Mais l’équipe comme les sponsors ne peuvent pas faire ce qu’ils veulent avec le nom et l’image de leur pilote. Selon la clause 3.8, Lotus et ses sponsors ont le droit d’utiliser le nom et la renommée de Senna pour la promotion de produits pendant la durée du contrat. Cependant, ils ne peuvent pas attribuer des propos à leur pilote et reproduire la signature de ce dernier pour les autographes par exemple. Enfin, le pilote doit cautionner le tabac et accepter d’en assurer la promotion, sans préjudice avec les intérêts de son équipe.
Le pilote reste un outil marketing pour l’équipe. Il doit adopter une attitude irréprochable et professionnelle afin de ne pas desservir les intérêts et l’image de l’équipe et de ses sponsors.
On peut se souvenir des frasques de Fernando Alonso la saison passée sur le moteur Honda, le traitant de « GP2 Engine ». Alain Prost a également subi les foudres d’une déclaration malheureuse, comparant sa Ferrari à un camion, ce qui lui valut d’être licencié sur-le-champ.
Il est dit dans le contrat de Senna qu’il doit être « professionnel avec l’équipe entière, assidu et coopératif ». Il se doit d’avoir un comportement irréprochable en lien avec son statut au sein de l’équipe.
Senna était le pilote numéro 1 de Lotus, lui donnant un traitement préférentiel. Mais qu’offre ce statut au Brésilien ? Formellement, être pilote numéro 1 permet d’être assuré de participer à toutes les courses du championnat et d’avoir la priorité sur les évolutions de la voiture durant toute la saison. Aussi, ce statut confère la possibilité d’assurer la présence de sponsors de l’équipe et/ou de personnel clé.
Dans le présent contrat, à l’appendice 4, Lotus assure la présence durant la première période des sponsors R.J. Reynolds Tobacco International Inc. Via sa marque Camel, Elf et Honda, motoriste de l’équipe.
Aussi, cet appendice assure la présence durant toute la première période de Gérard Ducarouge au poste d’ingénieur en chef.
La F1 représente un sport à risques. De fait, le pilote et l’équipe sont obligés de souscrire à diverses assurances.
Le pilote, par le biais du contrat, est obligé de souscrire une assurance vie pour lui-même d’un montant minimum de 67 000 euros.
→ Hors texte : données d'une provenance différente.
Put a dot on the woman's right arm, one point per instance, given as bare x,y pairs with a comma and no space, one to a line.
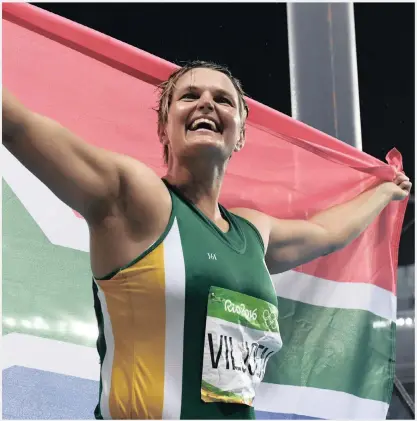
88,179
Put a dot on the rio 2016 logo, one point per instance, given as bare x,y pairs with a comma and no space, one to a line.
250,315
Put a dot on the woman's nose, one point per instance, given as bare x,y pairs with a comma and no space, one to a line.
206,102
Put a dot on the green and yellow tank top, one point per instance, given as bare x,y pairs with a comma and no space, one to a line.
152,316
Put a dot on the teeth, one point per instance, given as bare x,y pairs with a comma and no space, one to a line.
203,120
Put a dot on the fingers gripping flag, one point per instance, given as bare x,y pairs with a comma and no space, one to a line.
337,314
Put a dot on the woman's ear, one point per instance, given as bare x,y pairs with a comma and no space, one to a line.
240,143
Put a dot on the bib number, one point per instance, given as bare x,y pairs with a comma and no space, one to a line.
241,335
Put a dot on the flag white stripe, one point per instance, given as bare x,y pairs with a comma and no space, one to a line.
106,368
319,403
174,331
324,293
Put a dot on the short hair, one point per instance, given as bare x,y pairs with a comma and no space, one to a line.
166,90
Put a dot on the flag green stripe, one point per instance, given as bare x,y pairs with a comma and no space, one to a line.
51,282
334,349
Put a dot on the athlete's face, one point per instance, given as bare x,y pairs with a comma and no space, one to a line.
204,116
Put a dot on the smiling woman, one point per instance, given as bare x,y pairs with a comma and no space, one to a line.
187,90
168,258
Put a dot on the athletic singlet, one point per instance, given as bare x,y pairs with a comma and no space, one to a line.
152,313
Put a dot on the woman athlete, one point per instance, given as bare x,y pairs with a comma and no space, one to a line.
184,301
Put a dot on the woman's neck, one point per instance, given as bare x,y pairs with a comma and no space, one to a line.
200,184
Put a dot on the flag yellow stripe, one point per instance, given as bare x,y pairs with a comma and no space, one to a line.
135,300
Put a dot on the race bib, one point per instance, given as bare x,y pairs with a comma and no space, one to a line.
241,335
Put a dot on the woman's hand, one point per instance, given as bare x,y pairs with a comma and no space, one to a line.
399,188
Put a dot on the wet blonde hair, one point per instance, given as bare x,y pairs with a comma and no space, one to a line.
167,88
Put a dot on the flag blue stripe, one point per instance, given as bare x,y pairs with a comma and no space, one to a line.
262,415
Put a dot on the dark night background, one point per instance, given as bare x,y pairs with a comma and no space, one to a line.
251,39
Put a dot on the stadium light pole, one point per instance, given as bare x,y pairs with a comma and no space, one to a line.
323,69
324,81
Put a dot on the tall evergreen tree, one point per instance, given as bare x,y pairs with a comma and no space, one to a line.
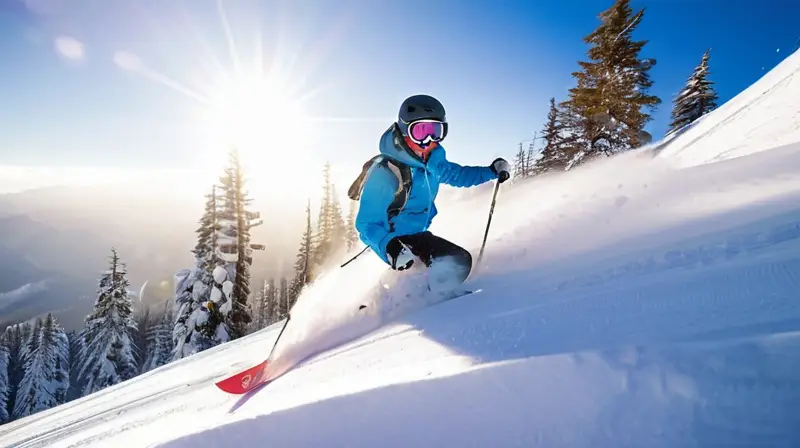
143,324
696,99
606,105
46,378
109,332
195,327
324,236
54,333
284,299
77,348
5,386
30,396
351,235
554,153
235,224
15,340
520,164
272,302
302,265
159,342
331,237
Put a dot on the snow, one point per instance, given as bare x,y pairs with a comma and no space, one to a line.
632,301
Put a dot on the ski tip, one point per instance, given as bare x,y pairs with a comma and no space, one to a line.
245,381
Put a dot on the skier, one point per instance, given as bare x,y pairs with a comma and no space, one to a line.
398,187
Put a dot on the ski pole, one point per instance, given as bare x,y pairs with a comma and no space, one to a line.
288,317
489,222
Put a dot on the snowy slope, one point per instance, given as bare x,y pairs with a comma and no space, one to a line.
637,301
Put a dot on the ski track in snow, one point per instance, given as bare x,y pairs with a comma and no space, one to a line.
637,301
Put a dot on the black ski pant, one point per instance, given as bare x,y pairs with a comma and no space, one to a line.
430,248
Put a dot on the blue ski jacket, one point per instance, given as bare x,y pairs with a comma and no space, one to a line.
372,221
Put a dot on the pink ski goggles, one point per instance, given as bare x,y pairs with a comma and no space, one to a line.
423,132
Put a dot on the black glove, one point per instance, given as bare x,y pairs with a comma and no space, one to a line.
502,169
399,255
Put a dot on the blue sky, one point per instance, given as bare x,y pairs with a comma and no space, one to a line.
493,64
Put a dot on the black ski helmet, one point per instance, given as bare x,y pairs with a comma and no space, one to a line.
419,107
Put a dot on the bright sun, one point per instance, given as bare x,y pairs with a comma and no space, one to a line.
256,115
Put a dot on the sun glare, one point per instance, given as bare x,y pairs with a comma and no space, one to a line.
258,116
254,106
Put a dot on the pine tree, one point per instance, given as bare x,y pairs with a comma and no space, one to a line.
520,164
351,235
234,244
284,299
554,153
15,338
61,378
696,99
302,265
46,378
5,385
109,333
159,342
606,105
30,397
195,327
272,303
143,324
262,314
77,348
324,236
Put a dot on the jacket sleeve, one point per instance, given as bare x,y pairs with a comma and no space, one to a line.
457,175
372,221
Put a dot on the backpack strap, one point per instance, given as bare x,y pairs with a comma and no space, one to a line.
401,171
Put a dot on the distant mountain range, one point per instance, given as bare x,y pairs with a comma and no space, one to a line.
54,244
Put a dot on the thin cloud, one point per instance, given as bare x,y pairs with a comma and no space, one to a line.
127,61
69,48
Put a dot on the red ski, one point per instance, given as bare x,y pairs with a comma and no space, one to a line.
245,381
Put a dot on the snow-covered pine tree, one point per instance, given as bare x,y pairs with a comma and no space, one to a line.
303,261
15,337
159,341
520,164
611,90
53,332
143,324
5,386
272,306
235,247
77,348
351,236
35,376
339,234
324,237
554,154
284,299
195,327
46,369
260,308
696,99
46,378
109,333
533,157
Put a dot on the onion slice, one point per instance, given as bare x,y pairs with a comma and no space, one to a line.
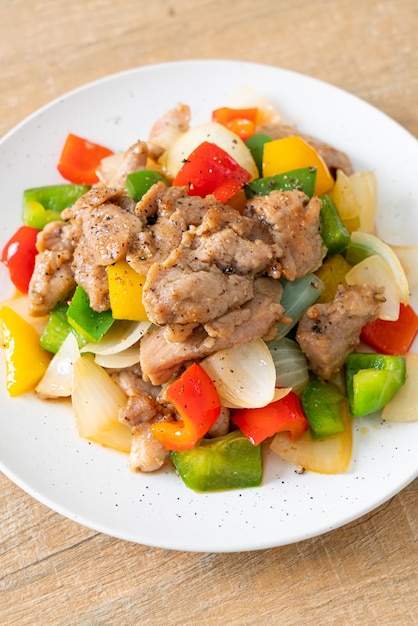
244,376
290,363
121,335
373,270
173,159
331,455
120,360
57,381
96,402
408,257
364,245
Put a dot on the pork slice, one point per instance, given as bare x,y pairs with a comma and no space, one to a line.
225,239
179,295
334,158
55,236
294,222
171,126
92,278
160,359
328,332
107,231
97,195
52,281
147,454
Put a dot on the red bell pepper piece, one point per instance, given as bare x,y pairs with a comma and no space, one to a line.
195,398
19,256
80,159
281,415
392,337
242,122
211,170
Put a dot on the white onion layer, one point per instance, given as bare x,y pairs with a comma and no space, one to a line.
244,376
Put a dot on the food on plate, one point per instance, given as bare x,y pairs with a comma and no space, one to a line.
209,291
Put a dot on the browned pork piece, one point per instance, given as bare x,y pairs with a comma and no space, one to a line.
161,358
335,159
294,224
147,454
103,226
328,332
53,277
171,126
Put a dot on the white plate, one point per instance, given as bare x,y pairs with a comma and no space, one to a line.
39,447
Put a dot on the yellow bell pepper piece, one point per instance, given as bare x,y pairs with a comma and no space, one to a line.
291,153
125,292
26,361
332,273
344,198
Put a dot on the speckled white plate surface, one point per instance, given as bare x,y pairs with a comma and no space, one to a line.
39,446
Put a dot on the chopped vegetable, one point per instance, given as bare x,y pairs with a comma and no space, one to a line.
403,407
195,398
79,160
19,256
290,153
290,363
392,337
297,296
227,462
372,380
44,204
57,329
57,381
344,198
363,245
121,335
256,147
174,158
331,455
364,187
303,179
125,292
332,273
211,170
285,414
26,361
333,232
242,122
244,376
374,270
408,257
92,325
96,402
138,183
321,402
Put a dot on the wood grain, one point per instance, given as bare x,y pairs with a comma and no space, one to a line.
54,571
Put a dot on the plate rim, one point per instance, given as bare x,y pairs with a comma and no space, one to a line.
150,68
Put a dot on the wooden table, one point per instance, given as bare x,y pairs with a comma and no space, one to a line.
53,571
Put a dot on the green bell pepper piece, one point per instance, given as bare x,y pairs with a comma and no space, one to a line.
297,296
57,329
255,144
44,204
227,462
303,179
321,403
372,380
92,325
334,234
138,183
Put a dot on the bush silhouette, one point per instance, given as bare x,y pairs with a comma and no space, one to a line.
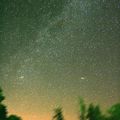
58,114
13,117
114,112
3,110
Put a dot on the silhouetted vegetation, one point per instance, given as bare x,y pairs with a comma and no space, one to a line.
3,110
90,112
58,114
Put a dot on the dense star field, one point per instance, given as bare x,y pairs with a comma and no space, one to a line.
53,51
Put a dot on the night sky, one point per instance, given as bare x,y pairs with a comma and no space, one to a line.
53,51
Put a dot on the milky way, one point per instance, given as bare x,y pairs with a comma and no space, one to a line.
53,51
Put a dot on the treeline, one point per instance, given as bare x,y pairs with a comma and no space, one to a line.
90,112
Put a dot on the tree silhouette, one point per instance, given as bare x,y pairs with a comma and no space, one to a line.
58,114
114,112
1,96
13,117
82,109
94,113
3,110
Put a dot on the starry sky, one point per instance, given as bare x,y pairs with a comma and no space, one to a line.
53,51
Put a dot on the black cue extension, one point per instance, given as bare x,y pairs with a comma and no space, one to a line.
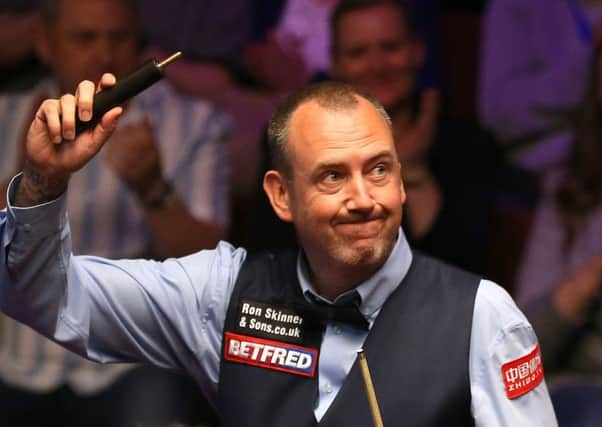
148,73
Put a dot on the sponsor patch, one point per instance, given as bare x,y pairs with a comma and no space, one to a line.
270,354
269,321
523,374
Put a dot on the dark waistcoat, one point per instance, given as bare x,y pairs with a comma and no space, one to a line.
417,350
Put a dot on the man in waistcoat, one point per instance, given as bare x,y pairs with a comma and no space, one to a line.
272,338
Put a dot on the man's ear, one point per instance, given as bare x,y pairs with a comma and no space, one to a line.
402,190
275,187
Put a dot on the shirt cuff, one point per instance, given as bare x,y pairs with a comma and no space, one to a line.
39,220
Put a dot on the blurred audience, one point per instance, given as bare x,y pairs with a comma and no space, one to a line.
19,66
533,67
560,282
160,188
297,49
448,166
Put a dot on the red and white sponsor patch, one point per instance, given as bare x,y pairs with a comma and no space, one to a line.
523,374
276,355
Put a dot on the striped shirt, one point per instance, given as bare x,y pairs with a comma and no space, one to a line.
105,220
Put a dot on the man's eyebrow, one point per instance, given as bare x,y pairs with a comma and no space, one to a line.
384,154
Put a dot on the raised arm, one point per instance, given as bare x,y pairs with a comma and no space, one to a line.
168,314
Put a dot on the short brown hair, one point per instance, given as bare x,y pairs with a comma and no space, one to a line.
331,95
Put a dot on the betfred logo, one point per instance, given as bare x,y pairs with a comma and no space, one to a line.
523,374
270,354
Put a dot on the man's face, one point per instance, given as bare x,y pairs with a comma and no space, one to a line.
87,39
374,51
345,195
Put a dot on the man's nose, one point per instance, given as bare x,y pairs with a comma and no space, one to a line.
104,52
359,197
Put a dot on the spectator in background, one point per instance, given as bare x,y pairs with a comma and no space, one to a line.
160,188
533,68
560,282
449,167
297,49
19,66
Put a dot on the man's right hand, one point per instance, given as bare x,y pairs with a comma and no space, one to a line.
53,151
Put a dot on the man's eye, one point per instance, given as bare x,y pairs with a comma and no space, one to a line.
332,177
379,170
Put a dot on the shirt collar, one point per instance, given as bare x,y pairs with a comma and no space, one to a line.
377,288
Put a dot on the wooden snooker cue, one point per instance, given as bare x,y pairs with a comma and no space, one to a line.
378,421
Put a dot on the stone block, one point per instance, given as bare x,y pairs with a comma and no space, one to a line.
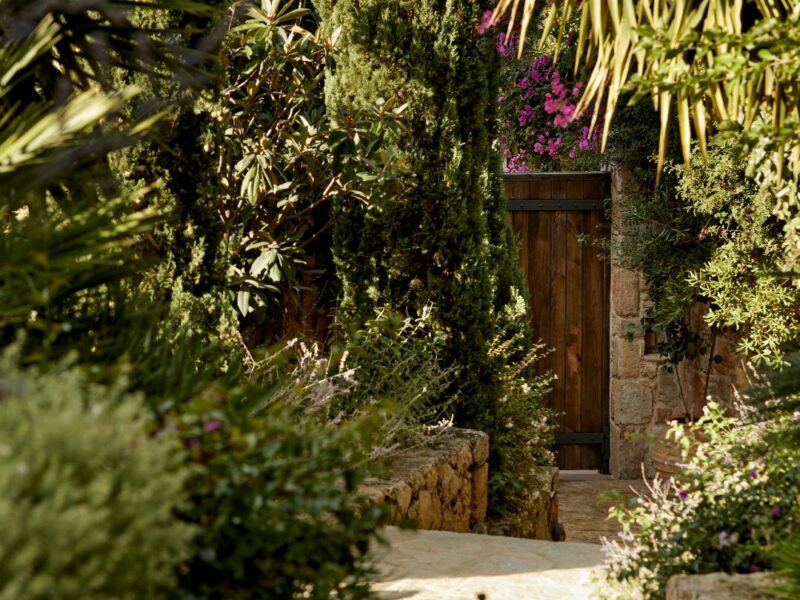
648,368
444,486
628,447
479,500
631,402
625,292
480,448
720,586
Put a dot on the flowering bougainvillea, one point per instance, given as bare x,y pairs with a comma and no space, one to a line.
540,129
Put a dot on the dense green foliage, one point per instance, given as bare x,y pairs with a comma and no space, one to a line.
385,370
274,498
733,501
88,498
438,236
708,235
93,270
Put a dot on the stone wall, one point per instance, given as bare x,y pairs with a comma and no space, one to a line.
444,487
719,586
643,397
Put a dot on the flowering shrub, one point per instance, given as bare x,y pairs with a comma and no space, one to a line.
525,432
274,497
388,369
731,505
538,101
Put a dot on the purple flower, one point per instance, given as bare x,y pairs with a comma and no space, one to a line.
213,425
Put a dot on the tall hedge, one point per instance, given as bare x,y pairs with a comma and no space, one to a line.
439,235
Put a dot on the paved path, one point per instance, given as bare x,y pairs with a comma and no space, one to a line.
438,565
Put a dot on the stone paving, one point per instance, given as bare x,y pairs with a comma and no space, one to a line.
438,565
583,503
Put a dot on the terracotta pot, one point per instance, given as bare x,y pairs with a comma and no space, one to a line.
665,454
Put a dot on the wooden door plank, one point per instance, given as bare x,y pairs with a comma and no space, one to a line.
573,337
606,344
520,222
593,326
557,310
518,190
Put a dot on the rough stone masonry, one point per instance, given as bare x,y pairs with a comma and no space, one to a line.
444,487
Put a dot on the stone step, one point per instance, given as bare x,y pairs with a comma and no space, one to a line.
438,565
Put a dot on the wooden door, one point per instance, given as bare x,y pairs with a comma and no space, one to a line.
569,292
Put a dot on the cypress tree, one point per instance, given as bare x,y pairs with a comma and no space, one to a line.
439,235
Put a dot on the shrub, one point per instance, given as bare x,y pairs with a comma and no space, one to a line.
87,498
438,236
388,369
733,502
274,496
538,98
524,432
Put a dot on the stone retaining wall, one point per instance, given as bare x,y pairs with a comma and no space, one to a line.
644,397
541,514
444,487
719,586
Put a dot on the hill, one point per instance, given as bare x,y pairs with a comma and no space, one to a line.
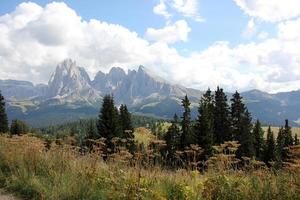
71,95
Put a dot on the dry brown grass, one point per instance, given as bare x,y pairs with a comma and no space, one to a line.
29,169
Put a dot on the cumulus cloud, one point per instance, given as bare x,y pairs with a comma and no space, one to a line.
34,39
169,34
250,29
187,8
161,9
270,10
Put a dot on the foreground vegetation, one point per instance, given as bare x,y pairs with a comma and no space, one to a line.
33,171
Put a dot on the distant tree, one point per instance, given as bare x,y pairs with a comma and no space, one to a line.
3,116
127,128
172,138
18,127
269,147
288,134
186,136
108,122
237,114
125,118
296,140
205,123
258,134
221,117
281,152
91,130
246,138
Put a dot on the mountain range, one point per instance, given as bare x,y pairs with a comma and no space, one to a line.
70,95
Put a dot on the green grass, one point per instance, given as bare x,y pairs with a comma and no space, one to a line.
295,130
30,171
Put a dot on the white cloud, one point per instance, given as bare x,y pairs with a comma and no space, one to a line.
169,34
270,10
188,8
263,35
161,9
250,29
34,39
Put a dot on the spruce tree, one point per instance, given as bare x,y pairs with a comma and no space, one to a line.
237,112
288,134
91,134
3,116
18,127
246,138
205,123
296,140
172,138
269,147
281,152
186,135
125,120
108,121
258,134
221,117
127,128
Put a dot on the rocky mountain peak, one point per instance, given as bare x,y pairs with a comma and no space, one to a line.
69,80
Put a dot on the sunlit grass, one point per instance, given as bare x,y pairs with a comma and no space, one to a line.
29,169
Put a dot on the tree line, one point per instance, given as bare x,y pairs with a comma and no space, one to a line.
218,121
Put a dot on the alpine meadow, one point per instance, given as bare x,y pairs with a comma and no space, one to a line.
150,100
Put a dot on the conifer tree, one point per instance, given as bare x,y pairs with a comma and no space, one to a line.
221,117
125,118
186,136
18,127
281,152
172,138
258,134
127,128
205,123
296,140
91,134
108,122
237,112
288,134
3,116
246,138
269,147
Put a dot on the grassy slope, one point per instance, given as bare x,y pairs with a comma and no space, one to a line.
295,130
62,173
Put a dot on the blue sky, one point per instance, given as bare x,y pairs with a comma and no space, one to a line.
224,20
237,44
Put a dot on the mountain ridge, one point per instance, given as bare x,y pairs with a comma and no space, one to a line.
70,89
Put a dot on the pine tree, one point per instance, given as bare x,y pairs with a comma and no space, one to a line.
186,136
288,134
108,122
125,118
246,138
237,112
18,127
3,116
281,152
269,147
127,128
91,131
258,134
205,123
172,138
221,117
296,140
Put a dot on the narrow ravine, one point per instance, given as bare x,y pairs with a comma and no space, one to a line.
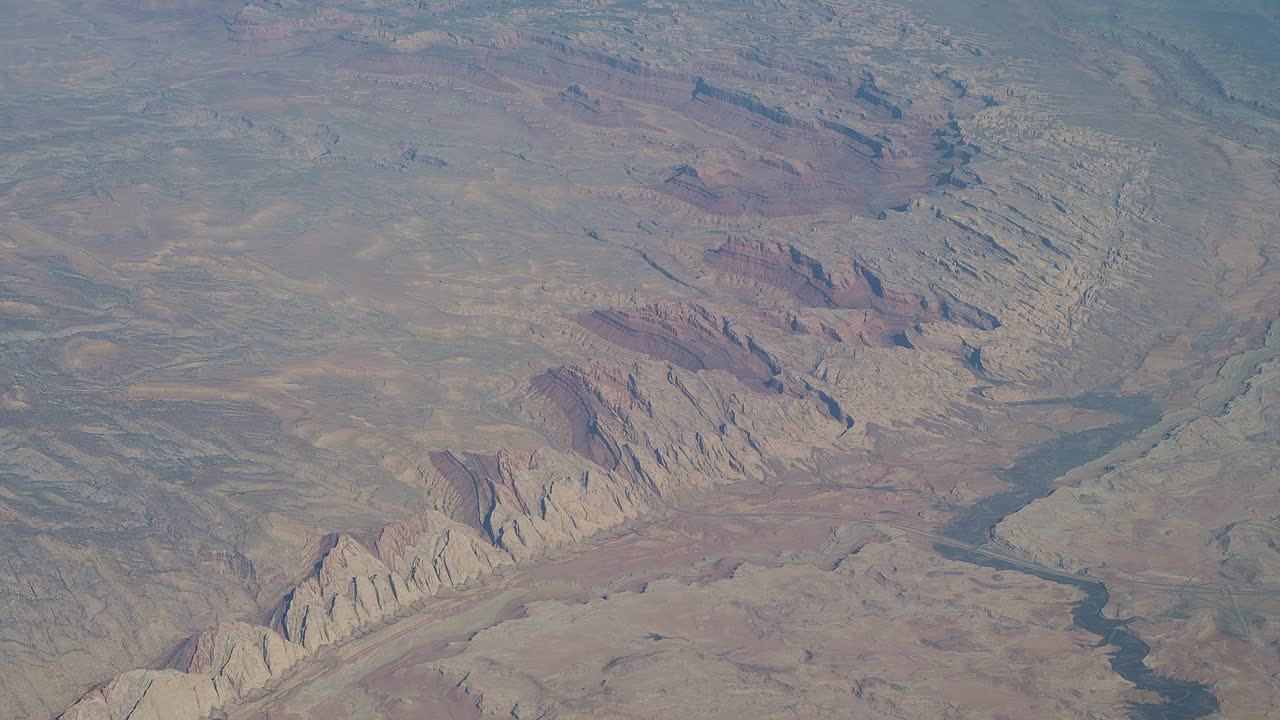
1032,478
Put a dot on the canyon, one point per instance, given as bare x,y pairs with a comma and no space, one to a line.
636,360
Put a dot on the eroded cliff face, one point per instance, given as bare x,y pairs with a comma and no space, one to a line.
460,295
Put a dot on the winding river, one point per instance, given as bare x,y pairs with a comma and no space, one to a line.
1032,478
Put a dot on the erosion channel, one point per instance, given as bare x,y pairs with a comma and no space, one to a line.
1032,478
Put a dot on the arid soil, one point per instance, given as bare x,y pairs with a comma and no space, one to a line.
632,359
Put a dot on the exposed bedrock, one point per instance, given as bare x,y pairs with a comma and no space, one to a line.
689,336
853,286
878,163
580,105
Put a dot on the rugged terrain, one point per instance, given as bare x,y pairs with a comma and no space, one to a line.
635,359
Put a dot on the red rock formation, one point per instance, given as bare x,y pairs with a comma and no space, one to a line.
476,484
592,423
851,287
688,336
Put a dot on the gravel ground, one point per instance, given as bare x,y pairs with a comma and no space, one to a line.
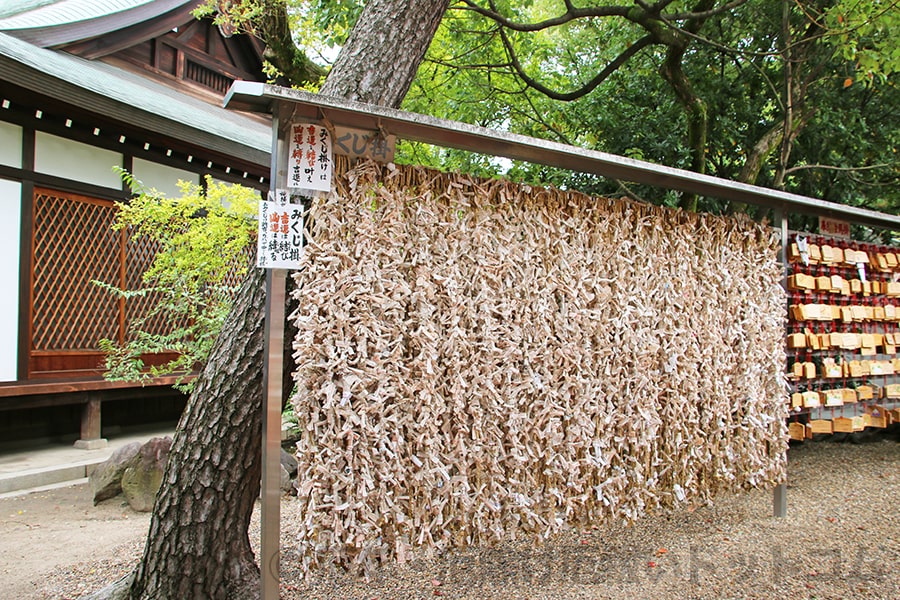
841,539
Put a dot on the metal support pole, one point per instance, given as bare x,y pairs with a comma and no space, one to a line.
270,542
779,499
270,514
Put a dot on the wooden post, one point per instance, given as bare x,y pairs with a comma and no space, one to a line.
90,425
779,499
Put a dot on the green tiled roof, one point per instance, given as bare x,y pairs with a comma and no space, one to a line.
25,14
127,96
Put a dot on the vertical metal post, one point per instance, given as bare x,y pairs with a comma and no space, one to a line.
270,543
779,499
270,515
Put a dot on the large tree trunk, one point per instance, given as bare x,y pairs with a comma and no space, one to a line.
198,545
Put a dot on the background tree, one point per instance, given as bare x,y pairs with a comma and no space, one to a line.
707,86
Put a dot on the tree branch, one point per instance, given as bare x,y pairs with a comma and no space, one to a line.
835,168
587,88
572,13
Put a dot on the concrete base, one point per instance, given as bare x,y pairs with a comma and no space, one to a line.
91,444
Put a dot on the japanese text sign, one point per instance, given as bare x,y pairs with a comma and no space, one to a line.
280,239
310,158
834,228
364,144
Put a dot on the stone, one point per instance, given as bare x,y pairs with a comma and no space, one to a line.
106,478
142,479
289,462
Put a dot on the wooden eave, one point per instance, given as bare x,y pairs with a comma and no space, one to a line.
116,40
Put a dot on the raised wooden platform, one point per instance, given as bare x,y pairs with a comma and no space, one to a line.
89,392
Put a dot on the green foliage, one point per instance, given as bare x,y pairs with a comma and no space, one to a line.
739,64
202,240
865,33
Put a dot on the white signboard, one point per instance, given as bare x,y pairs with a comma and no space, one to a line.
364,144
280,239
310,158
834,228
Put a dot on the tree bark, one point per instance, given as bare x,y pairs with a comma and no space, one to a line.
379,67
198,546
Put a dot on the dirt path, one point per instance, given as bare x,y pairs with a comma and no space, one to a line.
841,539
45,531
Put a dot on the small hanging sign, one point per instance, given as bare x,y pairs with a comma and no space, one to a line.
280,236
357,143
834,228
310,158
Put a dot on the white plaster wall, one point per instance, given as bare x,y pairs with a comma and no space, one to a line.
76,161
10,145
162,178
10,211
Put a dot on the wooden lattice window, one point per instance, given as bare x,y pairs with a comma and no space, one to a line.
73,245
L’équipe s’engage également à souscrire une assurance indemnité contre les tiers. Pour faire simple, cette assurance n’est autre qu’une sorte de responsabilité civile. Elle protège l’équipe et le pilote contre des accidents avec des tierces personnes, à savoir les autres pilotes, le coéquipier compris.
Comme on a pu le voir via cet exemple, les contrats en F1 sont très complexes et « hyper bétonnés ». L’objectif est de ne rien laisser au hasard et de protéger à la fois la réputation de l’équipe et celle du pilote. Si certaines clauses sont communes à tous les pilotes, d’autres sont particulières et à la convenance de ce dernier et de son image.
La complexité juridique de ce papier montre aussi les limites d’un système qui fait encore scandale de nos jours, notamment avec les différentes affaires Sauber, malgré la présence du CRB créé par la FIA. Peu importe le contenu et la taille du contrat, il sera d’utilité minime en cas de conflit entre le pilote et l’équipe.